Однако был на свете некто более могущественный — сам император. И вышло так, что повелитель всего мира от берега до берега, от вершин Серединных Гор до глубочайших подземелий — прогневался и решил наказать приматора. Аристократу предписали накинуть узду на высокомерную гордость, а в знак смирения уничтожить свой лучший дворец, жемчужину второго [7] по красоте города Ойкумены.
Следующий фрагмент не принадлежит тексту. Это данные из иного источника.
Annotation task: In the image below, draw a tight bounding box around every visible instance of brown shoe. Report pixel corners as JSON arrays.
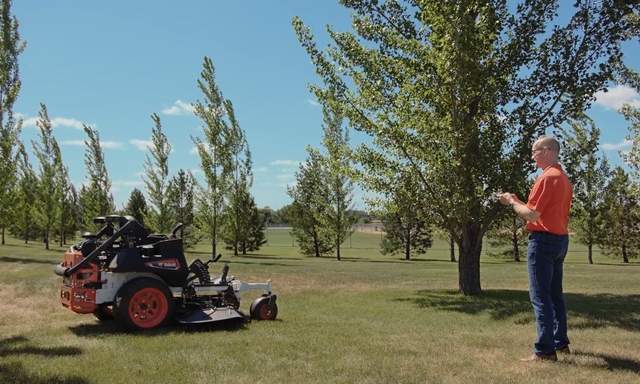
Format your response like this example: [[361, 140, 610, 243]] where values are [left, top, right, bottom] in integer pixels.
[[520, 353, 558, 363]]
Отказаться напрямую — значило бросить вызов повелителю пред всей Империей, а этого не мог себе позволить даже лучший из людей. И боном поступил хитрее, он воспользовался оговорками закона, которые, согласно овеянным столетиями канонам, дословно предписывали «поместить строение ниже уровня земли». И опустил, похоронив дворец под огромным холмом, что насыпали тысячи тысяч землекопов. Роскошный комплекс зданий превратился в не менее роскошную пещеру, где продолжилась прежняя жизнь, только теперь — без солнечного света, под ровным светом волшебных светильников.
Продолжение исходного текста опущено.